Fox News’ Sean Hannity pressed McCarthy hard on conservative frustration that accelerated Boehner’s demise, repeatedly pointing to the House’s failure to unravel Obamacare despite holding majorities in both chambers and its “power of the purse” authority.

“You voted 50 times to repeal Obamacare, but there’s a constitutional power you guys have that you don’t use, and it seems all Obama has to do is mention, ‘We’re going to shut down the government and blame Republicans,’” Hannity said.

McCarthy promised a different course should he clinch the speakership in October.

He committed to pursue the string of battles conservatives have waged against congressional Democrats and President Barack Obama, including defunding Obamacare, Planned Parenthood, and executive “amnesty” and stopping the Iran nuclear agreement.

He did not detail specifics but said he would lead the fight with a “strategy” and a greater inclusion of the conservative lawmakers who helped topple Boehner from the speakership.

“Every Republican should have a voice here, and that’s going to be the fundamental difference: I believe in the bottom-up strategy,” McCarthy said.

Hannity began the interview noting a poll that found that 60 percent of Republicans feel betrayed by their party in Congress.
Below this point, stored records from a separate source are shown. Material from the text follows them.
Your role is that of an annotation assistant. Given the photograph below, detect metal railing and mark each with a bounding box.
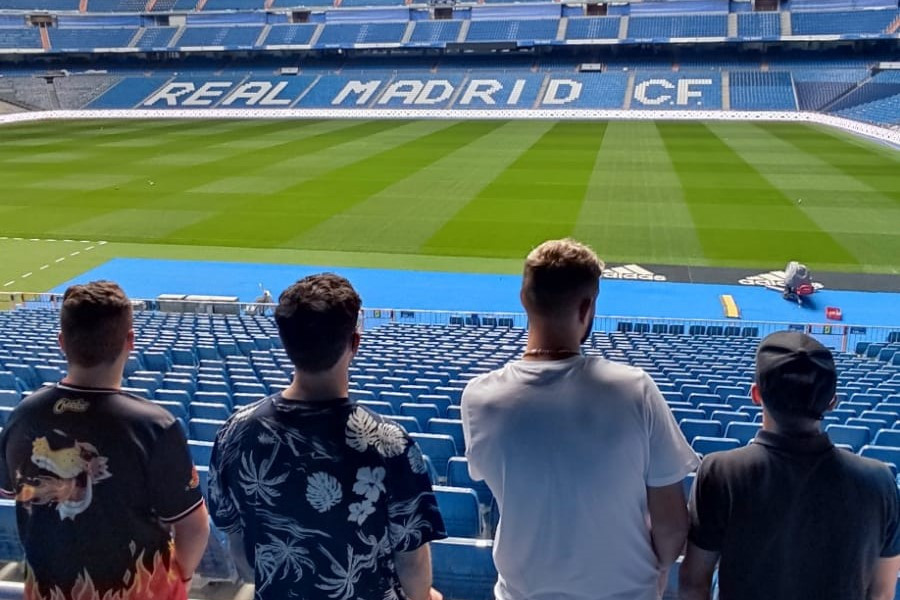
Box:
[0,292,900,352]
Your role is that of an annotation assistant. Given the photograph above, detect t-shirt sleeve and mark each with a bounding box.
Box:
[207,425,241,533]
[148,421,203,523]
[644,374,700,487]
[460,383,484,481]
[688,457,728,552]
[881,473,900,558]
[385,434,447,552]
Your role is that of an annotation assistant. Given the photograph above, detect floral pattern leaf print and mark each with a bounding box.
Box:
[240,445,290,506]
[209,397,444,600]
[306,471,344,513]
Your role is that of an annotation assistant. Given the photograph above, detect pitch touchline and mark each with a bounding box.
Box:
[0,236,106,287]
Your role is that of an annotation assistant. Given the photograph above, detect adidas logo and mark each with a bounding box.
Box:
[603,265,666,281]
[738,271,825,290]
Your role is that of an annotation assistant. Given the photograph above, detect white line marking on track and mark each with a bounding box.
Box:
[0,236,108,287]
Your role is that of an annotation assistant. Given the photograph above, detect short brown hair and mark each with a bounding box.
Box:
[275,273,362,373]
[522,238,604,315]
[59,281,132,368]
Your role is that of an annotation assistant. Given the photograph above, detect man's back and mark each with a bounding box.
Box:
[0,384,203,600]
[691,431,900,600]
[463,356,696,600]
[209,394,445,600]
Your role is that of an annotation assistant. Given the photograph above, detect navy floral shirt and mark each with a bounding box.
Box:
[209,394,446,600]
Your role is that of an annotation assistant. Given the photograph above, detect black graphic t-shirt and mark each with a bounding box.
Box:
[0,383,203,600]
[209,394,446,600]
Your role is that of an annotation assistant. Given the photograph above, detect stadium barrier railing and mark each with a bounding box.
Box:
[0,108,900,148]
[0,292,898,352]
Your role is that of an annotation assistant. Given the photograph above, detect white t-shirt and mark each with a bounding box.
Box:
[462,356,699,600]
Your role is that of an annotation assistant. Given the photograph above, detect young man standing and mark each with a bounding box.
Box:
[209,274,445,600]
[0,281,209,600]
[679,331,900,600]
[462,240,698,600]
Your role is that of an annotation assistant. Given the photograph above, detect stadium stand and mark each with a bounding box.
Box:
[731,71,797,110]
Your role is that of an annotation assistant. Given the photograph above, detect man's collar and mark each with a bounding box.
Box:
[753,429,834,454]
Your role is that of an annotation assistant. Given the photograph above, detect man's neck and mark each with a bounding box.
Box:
[281,372,350,402]
[62,364,122,390]
[524,328,581,360]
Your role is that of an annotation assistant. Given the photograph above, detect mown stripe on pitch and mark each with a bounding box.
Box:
[422,121,606,257]
[658,122,858,268]
[709,121,900,270]
[286,121,553,254]
[162,121,498,249]
[574,121,703,264]
[760,123,900,202]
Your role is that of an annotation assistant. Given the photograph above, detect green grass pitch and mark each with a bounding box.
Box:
[0,120,900,290]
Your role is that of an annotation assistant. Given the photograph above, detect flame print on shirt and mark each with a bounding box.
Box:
[16,437,112,520]
[24,545,187,600]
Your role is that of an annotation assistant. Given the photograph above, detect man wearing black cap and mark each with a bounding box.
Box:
[680,331,900,600]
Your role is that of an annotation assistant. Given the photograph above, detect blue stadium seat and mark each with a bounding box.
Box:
[872,429,900,448]
[153,400,188,421]
[859,445,900,469]
[188,419,225,442]
[678,419,722,442]
[825,425,871,452]
[188,402,231,421]
[425,419,466,454]
[434,485,481,538]
[409,433,457,478]
[447,456,494,506]
[188,440,213,466]
[0,500,25,564]
[0,390,20,408]
[400,402,440,431]
[431,538,497,600]
[725,423,762,446]
[388,415,422,433]
[691,435,742,456]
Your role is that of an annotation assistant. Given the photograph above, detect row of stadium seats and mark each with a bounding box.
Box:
[0,11,898,51]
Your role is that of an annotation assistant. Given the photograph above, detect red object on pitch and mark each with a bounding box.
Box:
[797,283,816,298]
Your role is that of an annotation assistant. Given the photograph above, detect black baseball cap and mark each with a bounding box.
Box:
[756,331,837,419]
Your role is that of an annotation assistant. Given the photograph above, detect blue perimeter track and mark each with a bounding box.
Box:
[53,258,900,327]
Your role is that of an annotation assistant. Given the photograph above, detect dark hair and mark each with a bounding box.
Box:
[275,273,362,373]
[59,281,132,368]
[522,238,603,315]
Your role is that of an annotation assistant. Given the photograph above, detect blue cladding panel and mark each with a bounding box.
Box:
[631,72,722,110]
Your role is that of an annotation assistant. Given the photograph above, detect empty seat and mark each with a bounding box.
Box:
[679,419,722,442]
[388,415,422,433]
[409,433,457,478]
[188,440,213,466]
[872,429,900,448]
[859,445,900,469]
[425,419,466,454]
[825,425,871,452]
[400,402,440,430]
[691,435,742,455]
[188,419,225,442]
[188,402,231,421]
[359,400,394,415]
[434,485,481,538]
[725,423,762,446]
[447,456,494,506]
[431,538,497,600]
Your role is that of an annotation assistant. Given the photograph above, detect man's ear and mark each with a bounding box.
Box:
[750,383,762,406]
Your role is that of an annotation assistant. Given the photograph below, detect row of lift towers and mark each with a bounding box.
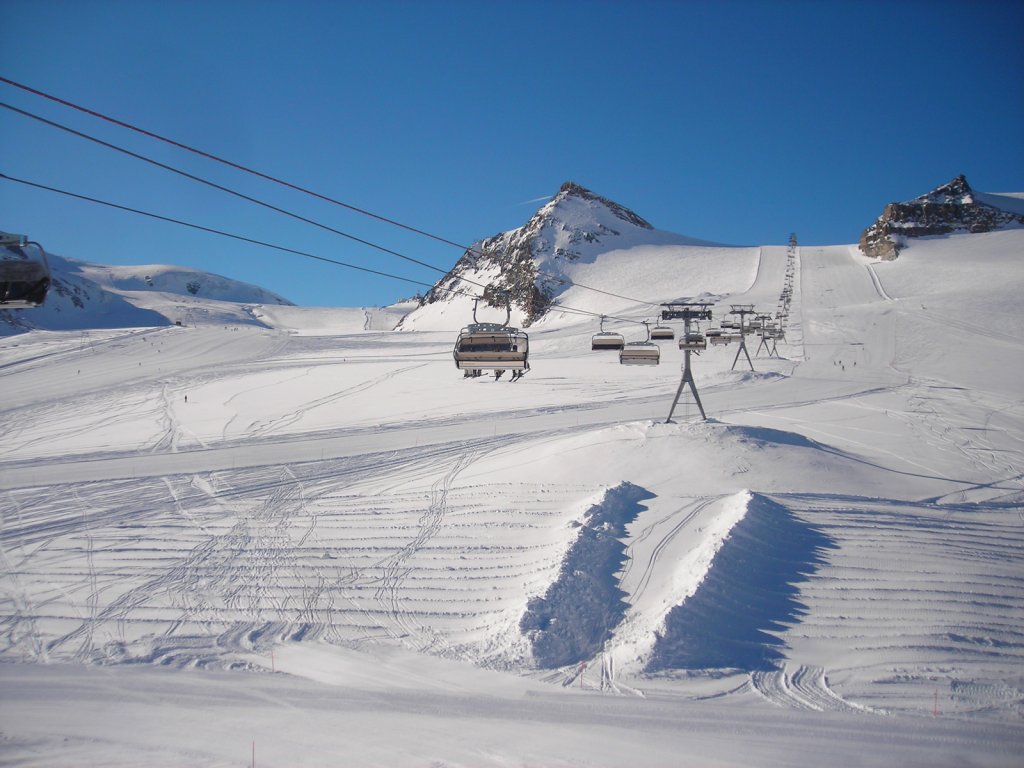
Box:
[453,234,797,409]
[662,232,797,424]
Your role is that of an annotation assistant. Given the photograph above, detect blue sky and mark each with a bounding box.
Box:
[0,0,1024,306]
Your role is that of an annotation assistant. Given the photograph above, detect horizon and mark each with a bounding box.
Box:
[0,0,1024,306]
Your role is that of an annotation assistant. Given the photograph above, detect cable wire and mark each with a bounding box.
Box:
[0,76,656,306]
[0,172,642,325]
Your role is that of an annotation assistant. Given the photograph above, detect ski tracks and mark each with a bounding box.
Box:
[751,665,884,714]
[375,452,480,650]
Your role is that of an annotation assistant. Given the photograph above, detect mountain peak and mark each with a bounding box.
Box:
[552,181,654,229]
[403,181,707,327]
[860,174,1024,260]
[907,173,975,205]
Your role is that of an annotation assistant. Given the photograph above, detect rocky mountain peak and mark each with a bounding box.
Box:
[860,174,1024,260]
[413,181,654,326]
[910,173,974,205]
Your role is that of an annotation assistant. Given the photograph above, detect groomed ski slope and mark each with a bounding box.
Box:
[0,236,1024,766]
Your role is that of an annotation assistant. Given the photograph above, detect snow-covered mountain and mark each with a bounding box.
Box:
[402,186,729,330]
[0,254,292,335]
[0,188,1024,768]
[860,175,1024,260]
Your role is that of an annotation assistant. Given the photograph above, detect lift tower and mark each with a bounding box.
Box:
[662,302,711,424]
[729,304,757,371]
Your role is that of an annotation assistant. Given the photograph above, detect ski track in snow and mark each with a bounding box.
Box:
[0,230,1024,765]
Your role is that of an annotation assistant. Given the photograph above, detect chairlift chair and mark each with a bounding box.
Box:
[452,299,529,380]
[590,315,626,350]
[679,331,708,352]
[618,323,662,366]
[0,232,51,309]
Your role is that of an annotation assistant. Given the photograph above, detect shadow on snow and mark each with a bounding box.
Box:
[646,494,836,672]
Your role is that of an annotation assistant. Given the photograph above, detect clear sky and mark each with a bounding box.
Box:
[0,0,1024,306]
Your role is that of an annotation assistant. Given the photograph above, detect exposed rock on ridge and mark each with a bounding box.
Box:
[860,175,1024,261]
[422,181,653,326]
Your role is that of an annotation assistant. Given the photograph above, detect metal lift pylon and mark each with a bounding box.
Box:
[729,304,755,371]
[665,349,708,424]
[662,302,711,424]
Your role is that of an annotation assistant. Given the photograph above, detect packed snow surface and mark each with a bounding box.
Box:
[0,236,1024,766]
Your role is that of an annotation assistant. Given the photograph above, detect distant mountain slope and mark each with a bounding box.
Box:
[860,175,1024,260]
[0,254,291,334]
[402,181,737,330]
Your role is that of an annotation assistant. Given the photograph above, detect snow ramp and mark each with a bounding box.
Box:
[645,494,837,672]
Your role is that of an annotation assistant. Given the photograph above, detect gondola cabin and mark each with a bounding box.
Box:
[453,323,529,371]
[679,331,708,352]
[590,331,626,350]
[0,232,50,309]
[618,341,662,366]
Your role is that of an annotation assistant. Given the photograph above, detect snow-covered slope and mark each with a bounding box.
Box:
[0,214,1024,766]
[0,254,291,334]
[401,182,737,331]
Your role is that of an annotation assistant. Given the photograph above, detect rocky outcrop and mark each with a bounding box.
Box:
[422,181,653,326]
[860,175,1024,260]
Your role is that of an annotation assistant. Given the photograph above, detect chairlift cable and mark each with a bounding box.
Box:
[0,101,449,274]
[0,172,431,288]
[0,172,637,323]
[0,82,656,306]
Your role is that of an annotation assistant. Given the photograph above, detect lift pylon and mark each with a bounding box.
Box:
[662,302,711,424]
[729,304,755,371]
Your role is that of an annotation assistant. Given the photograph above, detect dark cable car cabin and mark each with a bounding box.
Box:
[453,323,529,379]
[590,331,626,349]
[0,232,50,309]
[679,331,708,352]
[618,321,662,366]
[452,295,529,381]
[618,341,662,366]
[590,316,626,350]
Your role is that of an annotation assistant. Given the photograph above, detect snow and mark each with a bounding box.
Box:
[0,229,1024,766]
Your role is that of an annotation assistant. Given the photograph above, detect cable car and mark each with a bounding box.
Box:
[452,299,529,381]
[618,322,662,366]
[590,315,626,350]
[618,341,662,366]
[679,331,708,351]
[0,232,51,309]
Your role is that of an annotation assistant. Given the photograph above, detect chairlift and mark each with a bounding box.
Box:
[679,329,708,352]
[0,232,51,309]
[453,296,529,381]
[590,314,626,350]
[618,321,662,366]
[650,326,676,340]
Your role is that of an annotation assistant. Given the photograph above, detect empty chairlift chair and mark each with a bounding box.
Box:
[453,296,529,381]
[590,316,626,350]
[650,326,676,340]
[679,328,708,352]
[618,323,662,366]
[0,232,50,309]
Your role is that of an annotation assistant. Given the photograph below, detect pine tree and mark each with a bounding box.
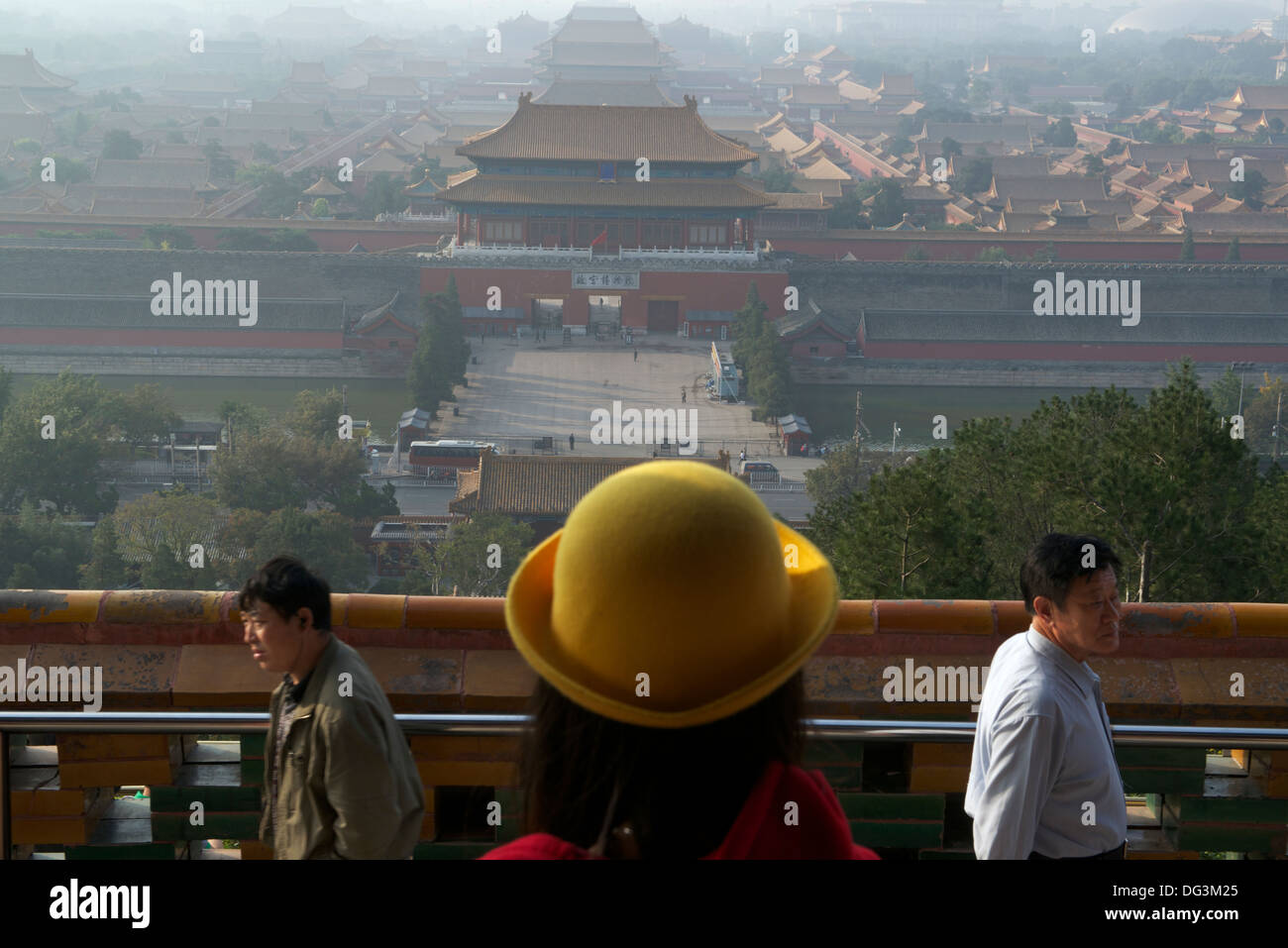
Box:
[81,516,128,588]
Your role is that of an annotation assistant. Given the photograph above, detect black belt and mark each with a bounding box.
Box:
[1029,841,1127,859]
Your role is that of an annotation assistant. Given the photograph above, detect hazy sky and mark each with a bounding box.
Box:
[0,0,1283,40]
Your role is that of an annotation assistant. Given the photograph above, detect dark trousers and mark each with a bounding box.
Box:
[1029,842,1127,859]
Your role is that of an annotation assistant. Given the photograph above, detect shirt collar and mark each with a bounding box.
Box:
[282,666,316,704]
[1025,625,1100,695]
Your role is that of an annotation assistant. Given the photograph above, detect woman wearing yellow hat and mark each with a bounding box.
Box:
[483,461,876,859]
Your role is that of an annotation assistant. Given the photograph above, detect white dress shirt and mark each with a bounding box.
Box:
[965,626,1127,859]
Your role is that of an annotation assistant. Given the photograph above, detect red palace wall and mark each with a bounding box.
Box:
[0,326,344,352]
[863,342,1288,362]
[15,214,1288,261]
[793,339,845,361]
[0,214,456,254]
[420,265,789,329]
[760,228,1288,264]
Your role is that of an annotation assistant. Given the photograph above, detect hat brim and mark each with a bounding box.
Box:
[505,520,840,728]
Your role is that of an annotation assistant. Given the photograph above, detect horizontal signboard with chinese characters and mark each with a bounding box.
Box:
[572,270,640,290]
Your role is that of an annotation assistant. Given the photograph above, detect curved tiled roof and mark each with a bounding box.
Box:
[0,49,76,89]
[438,171,774,207]
[456,94,756,163]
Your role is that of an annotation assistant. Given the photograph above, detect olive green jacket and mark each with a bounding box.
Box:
[259,634,425,859]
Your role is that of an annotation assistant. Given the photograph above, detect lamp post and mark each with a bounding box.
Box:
[1231,362,1252,415]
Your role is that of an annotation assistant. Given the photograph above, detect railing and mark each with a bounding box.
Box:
[445,241,593,261]
[0,711,1288,859]
[443,240,761,264]
[617,248,760,263]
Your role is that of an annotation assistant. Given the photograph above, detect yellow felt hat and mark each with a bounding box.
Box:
[505,460,837,728]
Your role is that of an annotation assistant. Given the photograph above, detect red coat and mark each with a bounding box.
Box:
[480,761,879,859]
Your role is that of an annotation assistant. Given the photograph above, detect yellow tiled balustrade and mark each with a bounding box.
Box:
[0,590,1288,724]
McCarthy said he was one of them.

“Look, we need to change this country. Too many people in Washington care about power and institutions and not about changing the lives of every day,” he said. “The culture I’m going to change here is I’m going to make members closer to who they represent [so] that the people believe this is their government.”

But McCarthy noted that not all was stagnant under Boehner’s leadership. When asked to rate the speaker, McCarthy gave him a B-.

“You may disagree with me, but he won a majority, we have got the highest margin we’ve ever had before. We lowered the deficit,” McCarthy said. “There is a lot more—we passed 300 bills this year. If you look into the Senate, they haven’t moved.”